Best Red Shifts: (35, 76) | Best Green Shifts: (21, 38)

Church

Best Red Shifts: (-4, 58) | Best Green Shifts: (4, 25)

Three Generations

Best Red Shifts: (11, 112) | Best Green Shifts: (14, 53)

Lugano

Best Red Shifts: (-29, 93) | Best Green Shifts: (-16, 41)

Melons

Best Red Shifts: (13, 178) | Best Green Shifts: (11, 82)

Lastochikino

Best Red Shifts: (-9, 75) | Best Green Shifts: (-2, -3)

Icon

Best Red Shifts: (23, 89) | Best Green Shifts: (17, 41)

Siren

Best Red Shifts: (-25, 96) | Best Green Shifts: (-6, 49)

Self Portrait

Best Red Shifts: (37, 176) | Best Green Shifts: (29, 79)

Harvesters

Best Red Shifts: (14, 124) | Best Green Shifts: (17, 60)

Monastery

Best Red Shifts: (2, 3) | Best Green Shifts: (2, -3)

Tobolsk

Best Red Shifts: (3, 6) | Best Green Shifts: (3, 3)

Cathedral

Best Red Shifts: (3, 12) | Best Green Shifts: (2, 5)

My Own Examples

I also processed additional glass plate scans from the Prokudin-Gorskii collection. The first was a high resolution tif image. The second is a lower resolution jpg. Below are the two examples aligned using the same pipeline:

Group of eleven adults and children, seated on a rug, in front of a yurt

Best Red Shifts: (49, 130) | Best Green Shifts: (31, 58)

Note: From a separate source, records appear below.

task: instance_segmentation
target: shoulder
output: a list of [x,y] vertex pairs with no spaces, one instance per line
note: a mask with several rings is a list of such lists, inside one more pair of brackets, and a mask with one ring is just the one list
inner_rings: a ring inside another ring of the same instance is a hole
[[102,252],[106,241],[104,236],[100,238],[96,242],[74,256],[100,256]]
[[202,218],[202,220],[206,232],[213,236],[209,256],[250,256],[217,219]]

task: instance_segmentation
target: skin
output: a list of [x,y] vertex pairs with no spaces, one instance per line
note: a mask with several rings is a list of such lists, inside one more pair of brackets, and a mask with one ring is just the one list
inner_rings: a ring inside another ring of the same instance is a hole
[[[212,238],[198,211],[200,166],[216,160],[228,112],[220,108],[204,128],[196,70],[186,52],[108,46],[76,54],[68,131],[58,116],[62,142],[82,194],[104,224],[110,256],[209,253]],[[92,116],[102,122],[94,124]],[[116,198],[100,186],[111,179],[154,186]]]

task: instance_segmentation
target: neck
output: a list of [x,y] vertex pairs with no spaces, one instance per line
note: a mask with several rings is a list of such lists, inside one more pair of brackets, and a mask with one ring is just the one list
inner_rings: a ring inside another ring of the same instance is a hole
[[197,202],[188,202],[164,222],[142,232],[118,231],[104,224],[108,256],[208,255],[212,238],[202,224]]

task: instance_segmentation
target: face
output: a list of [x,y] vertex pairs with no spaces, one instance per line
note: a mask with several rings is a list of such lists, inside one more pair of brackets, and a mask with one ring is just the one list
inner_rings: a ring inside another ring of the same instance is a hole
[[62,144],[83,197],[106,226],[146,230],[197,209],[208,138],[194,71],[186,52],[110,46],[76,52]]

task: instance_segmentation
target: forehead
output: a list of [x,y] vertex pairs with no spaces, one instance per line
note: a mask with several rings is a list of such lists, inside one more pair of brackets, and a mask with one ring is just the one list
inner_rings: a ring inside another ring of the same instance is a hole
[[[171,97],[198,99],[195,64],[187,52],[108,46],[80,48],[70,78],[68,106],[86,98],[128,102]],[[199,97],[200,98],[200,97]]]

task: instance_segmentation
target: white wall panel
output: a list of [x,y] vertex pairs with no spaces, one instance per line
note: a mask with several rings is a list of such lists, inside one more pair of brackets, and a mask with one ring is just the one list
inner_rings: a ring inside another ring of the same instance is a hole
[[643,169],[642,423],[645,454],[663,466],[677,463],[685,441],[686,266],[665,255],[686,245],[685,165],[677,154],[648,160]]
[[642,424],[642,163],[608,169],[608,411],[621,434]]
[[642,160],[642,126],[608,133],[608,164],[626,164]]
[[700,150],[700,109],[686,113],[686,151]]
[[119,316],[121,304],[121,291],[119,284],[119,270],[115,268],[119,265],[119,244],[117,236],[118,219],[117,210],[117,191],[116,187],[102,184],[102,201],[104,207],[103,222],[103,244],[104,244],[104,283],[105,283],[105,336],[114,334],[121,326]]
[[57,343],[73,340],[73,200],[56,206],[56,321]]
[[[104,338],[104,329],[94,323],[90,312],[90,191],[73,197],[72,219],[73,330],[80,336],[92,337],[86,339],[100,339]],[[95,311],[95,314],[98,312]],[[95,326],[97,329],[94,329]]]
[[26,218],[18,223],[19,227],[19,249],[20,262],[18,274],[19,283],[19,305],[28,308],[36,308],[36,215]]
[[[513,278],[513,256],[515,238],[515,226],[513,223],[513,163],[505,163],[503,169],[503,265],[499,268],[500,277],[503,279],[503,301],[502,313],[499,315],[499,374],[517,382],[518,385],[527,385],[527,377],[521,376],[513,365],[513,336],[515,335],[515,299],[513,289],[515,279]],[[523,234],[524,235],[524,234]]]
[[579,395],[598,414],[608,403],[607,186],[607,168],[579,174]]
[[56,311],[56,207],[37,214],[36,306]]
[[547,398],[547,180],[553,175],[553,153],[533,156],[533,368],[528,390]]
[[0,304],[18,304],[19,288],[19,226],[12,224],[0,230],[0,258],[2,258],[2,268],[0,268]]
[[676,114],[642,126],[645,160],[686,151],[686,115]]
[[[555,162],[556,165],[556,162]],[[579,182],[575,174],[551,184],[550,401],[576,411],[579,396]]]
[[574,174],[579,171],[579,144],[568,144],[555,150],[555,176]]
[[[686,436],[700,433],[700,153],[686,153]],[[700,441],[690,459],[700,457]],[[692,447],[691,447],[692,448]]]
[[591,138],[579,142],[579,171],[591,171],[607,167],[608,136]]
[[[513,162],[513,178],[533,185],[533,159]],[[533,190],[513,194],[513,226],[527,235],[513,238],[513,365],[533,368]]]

[Group of eleven adults and children, seated on a rug, in front of a yurt] Not too bad. High resolution images will of course be shakier.

V Alupkie. Krym

Best Red Shifts: (-3, 14) | Best Green Shifts: (-1, 3)

[V Alupkie. Krym] As expected, a better alignment for a lower res image.

Failures and Future Improvements

Although the alignment pipeline works reasonably well overall, two key issues still stand out:

Residual Color Fringing: Many outputs still show colored outlines (red, green, or blue) around edges, especially in high-contrast regions such as clothing, trees, and buildings. Future Fix: This could be reduced by refining the search with sub-pixel alignment or gradient-based optimization, rather than relying solely on integer pixel shifts.

Particular Image Problem Areas: The Emir

Different brightness per channel: the robe is very bright in Red but not in Blue/Green, so raw pixel scores get confused.
Strong borders/artifacts: thick edges around the scan pull the alignment toward the wrong shift.
Busy patterns: lots of fine, repetitive details create false matches, especially at the coarser pyramid levels.

How I Tried to Fix Emir

Trimmed borders more: increased border trim (≈8% -> 10%) to ignore black frames and scan artifacts.
Stronger pyramid search: added a level and used a slightly larger search window at each scale.

Together, these fixes made a small, but noticeable difference.

Bells and Whistles

Unfortunately nothing. I tried to get the overlap crop to work, but it took too long and I have other homework.